NGO activists have joined the armed – though mostly peaceful – rebels of the Chiapas region in Mexico. Norwegian NGOs sent members to forcibly board whaling ships. In the USA, anti-abortion activists have murdered doctors. In Britain, animal rights zealots have both assassinated experimental scientists and wrecked property.
Birth control NGOs carry out mass sterilizations in poor countries, financed by rich country governments in a bid to stem immigration. NGOs buy slaves in Sudan thus encouraging the practice of slave hunting throughout sub-Saharan Africa. Other NGOs actively collaborate with ‘rebel’ armies – a euphemism for terrorists.
NGOs lack a synoptic view and their work often undermines efforts by international organizations such as the UNHCR and by governments. Poorly-paid local officials have to contend with crumbling budgets as the funds are diverted to rich expatriates doing the same job for a multiple of the cost and with inexhaustible hubris.

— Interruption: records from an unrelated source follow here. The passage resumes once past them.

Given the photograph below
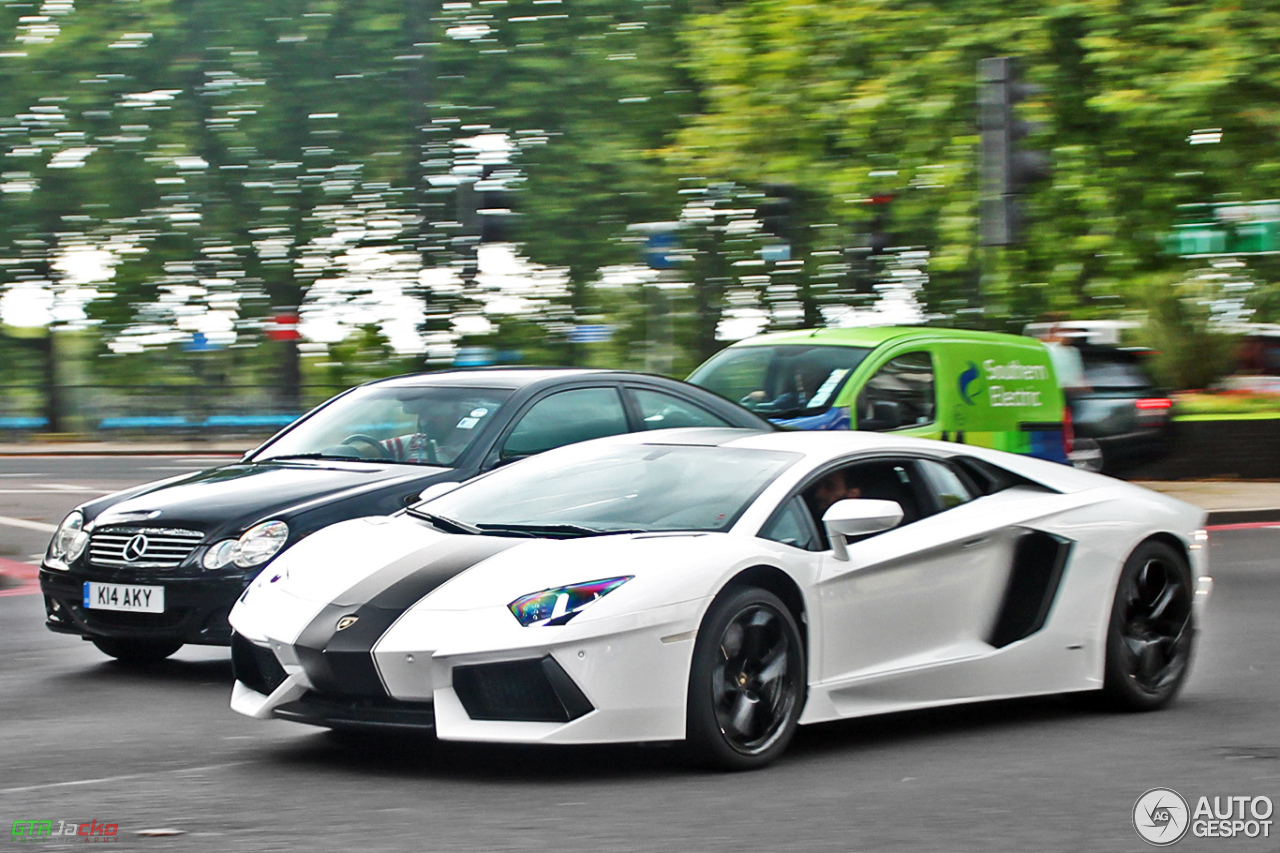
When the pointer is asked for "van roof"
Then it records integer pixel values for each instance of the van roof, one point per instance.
(873, 336)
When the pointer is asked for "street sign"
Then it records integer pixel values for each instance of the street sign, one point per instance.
(1225, 228)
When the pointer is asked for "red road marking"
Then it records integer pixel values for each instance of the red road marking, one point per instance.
(26, 574)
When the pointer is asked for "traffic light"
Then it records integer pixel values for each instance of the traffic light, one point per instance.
(1008, 168)
(484, 206)
(880, 238)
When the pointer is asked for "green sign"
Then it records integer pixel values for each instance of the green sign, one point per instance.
(1226, 228)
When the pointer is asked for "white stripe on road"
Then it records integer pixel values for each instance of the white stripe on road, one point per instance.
(28, 525)
(113, 779)
(48, 491)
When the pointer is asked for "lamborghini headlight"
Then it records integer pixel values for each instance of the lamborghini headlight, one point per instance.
(557, 606)
(69, 541)
(260, 543)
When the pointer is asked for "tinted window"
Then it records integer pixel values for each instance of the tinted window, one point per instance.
(784, 381)
(882, 480)
(1107, 373)
(659, 410)
(791, 527)
(566, 418)
(899, 395)
(618, 487)
(423, 425)
(949, 488)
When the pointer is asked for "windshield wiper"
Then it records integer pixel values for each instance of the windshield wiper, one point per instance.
(316, 455)
(444, 523)
(562, 530)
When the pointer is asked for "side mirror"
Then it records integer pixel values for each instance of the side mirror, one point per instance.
(859, 518)
(434, 491)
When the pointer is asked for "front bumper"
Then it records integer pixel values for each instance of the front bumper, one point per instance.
(620, 682)
(196, 607)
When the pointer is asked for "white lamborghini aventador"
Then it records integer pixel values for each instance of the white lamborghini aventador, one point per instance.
(721, 587)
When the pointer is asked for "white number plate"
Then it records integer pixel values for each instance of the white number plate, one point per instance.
(137, 600)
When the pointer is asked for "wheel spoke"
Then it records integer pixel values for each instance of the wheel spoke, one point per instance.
(1164, 601)
(757, 630)
(773, 666)
(731, 643)
(743, 715)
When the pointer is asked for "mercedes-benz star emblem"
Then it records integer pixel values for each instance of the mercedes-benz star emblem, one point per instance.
(136, 547)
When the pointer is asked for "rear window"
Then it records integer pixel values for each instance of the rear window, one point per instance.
(1114, 372)
(781, 382)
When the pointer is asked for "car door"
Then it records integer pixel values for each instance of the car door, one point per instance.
(558, 418)
(656, 409)
(923, 593)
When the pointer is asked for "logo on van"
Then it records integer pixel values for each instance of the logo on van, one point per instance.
(968, 379)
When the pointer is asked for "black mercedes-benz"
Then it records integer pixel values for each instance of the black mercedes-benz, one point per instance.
(146, 570)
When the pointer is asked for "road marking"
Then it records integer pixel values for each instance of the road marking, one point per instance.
(24, 573)
(1243, 525)
(64, 489)
(114, 779)
(28, 525)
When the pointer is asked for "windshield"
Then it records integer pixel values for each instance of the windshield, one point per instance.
(580, 491)
(424, 425)
(781, 382)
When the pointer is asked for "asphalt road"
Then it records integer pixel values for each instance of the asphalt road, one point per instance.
(158, 749)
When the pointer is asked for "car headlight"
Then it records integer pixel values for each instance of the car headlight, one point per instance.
(557, 606)
(260, 543)
(69, 541)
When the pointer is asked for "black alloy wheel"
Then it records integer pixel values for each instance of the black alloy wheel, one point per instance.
(748, 680)
(135, 651)
(1152, 629)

This is not conducive to happy co-existence between foreign do-gooders and indigenous governments. Sometimes NGOs seem to be an ingenious ploy to solve Western unemployment at the expense of down-trodden natives. This is a misperception driven by envy and avarice.
But it is still powerful enough to foster resentment and worse. NGOs are on the verge of provoking a ruinous backlash against them in their countries of destination. That would be a pity. Some of them are doing indispensable work. If only they were a wee more sensitive and somewhat less ostentatious. But then they wouldn’t be NGOs, would they?”
Operating in the countries of Southeast Asia, some NGO’s are funded by USAID which many believe is associated with US intelligence agencies which often have close contact to local radicals and opposition. Despite the declared humanitarian nature of their activities, they actively influence the political situation in several nations including street protests. The ‘Arab Spring’ in the Middle East was instigated through NGO’s. Protests in Thailand, in Venezuela and in Ukraine according to several news reports were inspired by PO’s and NGO’s. These NGO’s have been successful in using the internet through the Twitter, You Tube and Facebook to spread anti-government propaganda, disinformation, etc. These social networks were used to mold public opinion in the process.
Foreign funded NGO’s are regulated in several countries like China, Laos and Cambodia allegedly due to perceived shady financial assistance to the local opposition and to neutralize governments that cannot be dictated by big foreign powers.
Our National Security Council should study this concept or safety valve if the government really wants to move on without fear or favor. If other nations have the political will and understanding and wary of these facts, why not us? Lets take the necessary measures to monitor and restrict their activities that contradict our national interests. Especially now that our nation is on the verge of turbulence due to too much corruption being exposed.